Rubens Harry Born falou sobre os impactos das obras de transposição no sistema produtor na área de proteção e recuperação de mananciais do alto Juquiá e São Lourenço. Para ele, a associação do processo de ocupação da área com os impactos da obra podem repetir o mesmo cenário “catastrófico” vivido pelas represas Billings e Guarapiranga.
Segundo Born, as obras estão sendo desenvolvidas sem avaliação e estudos de impacto ambiental. Ele indica que existem fraudes na licitação, que o projeto se baseia em estudos da década de 1980, já desatualizado, e que não estão sendo cumpridas as exigências de compensação previstas. A transposição São Lourenço ” Lavras e Juquiá- Santa Rita é objeto de ação civil pública. “O governo diz que esta é a maior obra hídrica do país. Precisamos que o Ministério Público atue junto ao procurador-geral da Justiça para que sejam observadas não só a questão da água como a também a da ocupação do solo na região.”
Autoridades e MP
Horácio Figueiredo, da Agência Nacional de Águas (ANA), depois de expor a série de dados sobre a vazão do Sistema Cantareira, que demonstra a situação crítica dos dois últimos anos, avaliou que existe uma grande confusão na estrutura de gestão dos reservatórios que formam o sistema. Por força da Constituição, alguns deles estão sob o controle do Estado e outros sob a administração federal. “Quem decide? Como trabalhar essa gestão de maneira a termos um caminho de uma mão só?”
Os dilemas apontados por Figueiredo podem ser brevemente superados. A promotora Alexandra Faccioli Martins, do Ministério Público Estadual, considera que este é um momento decisivo, pois está sendo discutida a renovação da outorga do Sistema Canteira
A Agência Nacional de Águas e o Departamento de Água e Energia Elétrica (DAEE) do Estado de São Paulo concederam a outorga à Companhia de Saneamento Básico do Estado de São Paulo (Sabesp), em agosto de 2004, autorizando o uso dos recursos hídricos do Sistema Cantareira, para fins de abastecimento público, com prazo de dez anos.
A renovação da outorga de direito do uso das águas dos reservatórios precisa, segundo a representante do MPE, considerar um grande número de áreas envolvidas que integram a Grande Região Macrometropolitana. A previsão de crescimento demográfico para o período de 2008 a 2035 é de 6,3 milhões de habitantes, o que implica uma demanda de água adicional de 60 m³ por segundo.

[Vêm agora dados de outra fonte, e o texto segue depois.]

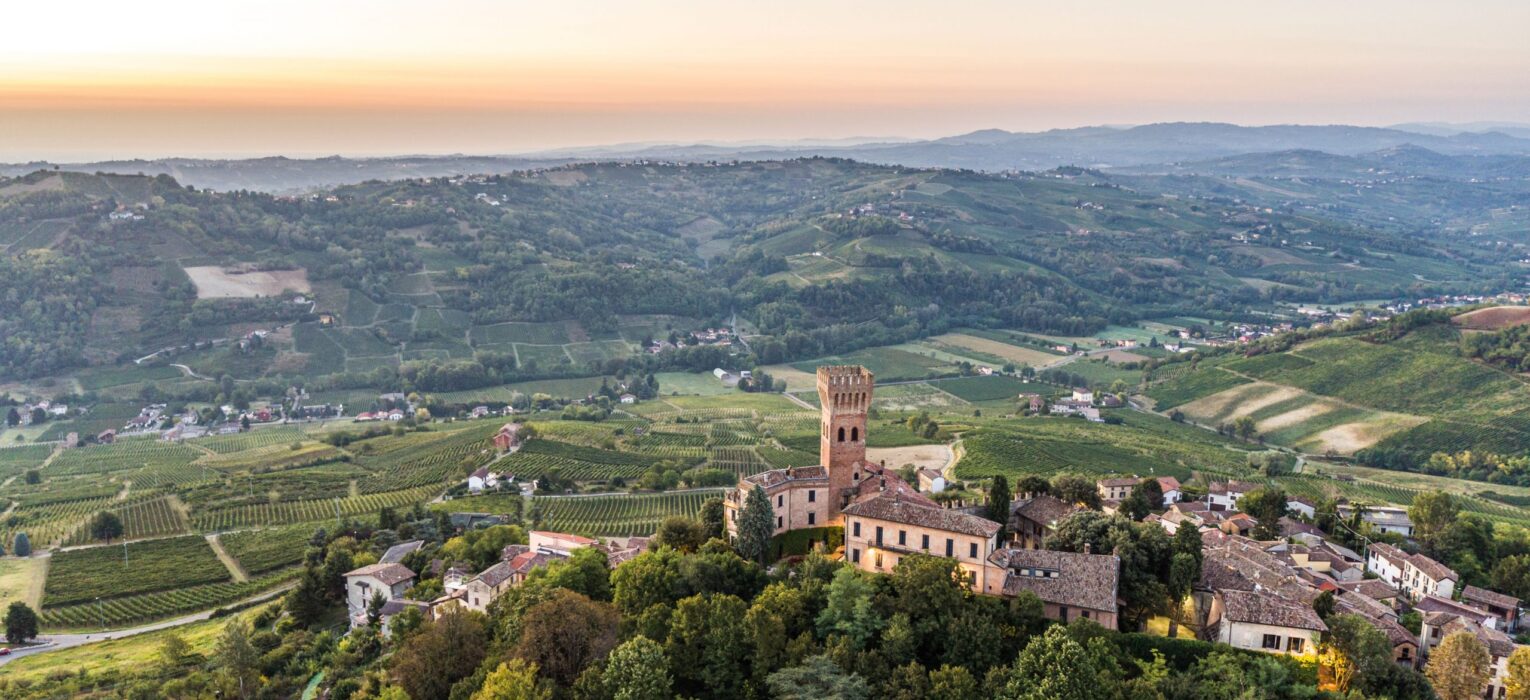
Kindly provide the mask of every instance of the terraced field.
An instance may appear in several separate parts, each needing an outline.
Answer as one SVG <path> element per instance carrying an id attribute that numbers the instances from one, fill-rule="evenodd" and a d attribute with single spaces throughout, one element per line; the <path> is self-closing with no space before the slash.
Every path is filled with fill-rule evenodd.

Entre outras coisas, a renovação de outorga deve considerar a recuperação e preservação dos recursos florestais e de áreas de proteção ambiental; o acompanhamento do licenciamento de barragens; incluir novos instrumentos para dirimir conflitos na gestão de recursos hídricos e mecanismos de informação, participação e controle social. Antes de se efetivar a renovação da outorga, o Ministério Público recomendou aos outorgantes ouvir os agentes envolvidos, como os comitês de bacias, para formatar as exigências de um plano de implementação de uso racional da água e melhorias de eficiência, prazos e cronograma de implementação e metas progressivas.

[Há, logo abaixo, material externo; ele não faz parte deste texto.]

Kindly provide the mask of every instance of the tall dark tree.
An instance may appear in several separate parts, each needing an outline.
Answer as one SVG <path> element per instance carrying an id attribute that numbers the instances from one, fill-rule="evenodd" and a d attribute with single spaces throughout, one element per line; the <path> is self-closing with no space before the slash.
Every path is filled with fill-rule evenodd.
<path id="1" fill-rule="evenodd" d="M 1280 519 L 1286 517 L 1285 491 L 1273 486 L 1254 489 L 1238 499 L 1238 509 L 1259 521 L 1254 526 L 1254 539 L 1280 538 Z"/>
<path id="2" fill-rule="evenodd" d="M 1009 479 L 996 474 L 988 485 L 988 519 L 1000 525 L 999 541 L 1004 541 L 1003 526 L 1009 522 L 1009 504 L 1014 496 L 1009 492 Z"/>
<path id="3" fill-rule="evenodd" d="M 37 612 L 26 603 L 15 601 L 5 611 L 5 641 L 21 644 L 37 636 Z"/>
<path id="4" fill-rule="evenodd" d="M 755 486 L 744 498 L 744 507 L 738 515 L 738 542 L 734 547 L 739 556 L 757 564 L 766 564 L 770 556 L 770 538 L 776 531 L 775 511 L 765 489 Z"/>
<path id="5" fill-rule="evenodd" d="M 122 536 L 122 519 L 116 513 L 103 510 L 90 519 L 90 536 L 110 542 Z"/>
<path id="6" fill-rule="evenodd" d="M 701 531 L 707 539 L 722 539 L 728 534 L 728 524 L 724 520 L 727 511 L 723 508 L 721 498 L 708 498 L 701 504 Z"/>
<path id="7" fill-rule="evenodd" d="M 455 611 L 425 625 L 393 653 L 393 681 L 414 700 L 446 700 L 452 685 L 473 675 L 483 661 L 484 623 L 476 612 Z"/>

A representante do Ministério Público Federal, Sandra Kishi, acrescentou que há necessidade de se balizar a outorga e o conceito de dominialidade da água. A lei de recursos hídricos atribui a cada um dos níveis de Poder responsabilidades na gestão dos cursos de água. Esse regime de delegação pode ser revogado, pela ANA, nos casos de conflito ou desídia na gestão. Segundo a promotora, o controle social está ainda muito longe de se efetivar. Ele lembra que até testes de qualidade de água não estão disponíveis para os comitês de bacias.
O deputado Enio Tatto (PT) disse que a Assembleia nunca criou obstáculos para viabilizar empréstimos pleiteados pelo governo estadual com a finalidade de financiar investimentos em saneamento básico. “Por que, então, esse déficit e atraso?”, questionou. O parlamentar lamentou a ausência de representantes da Sabesp e do DAEE nos debates desta segunda-feira.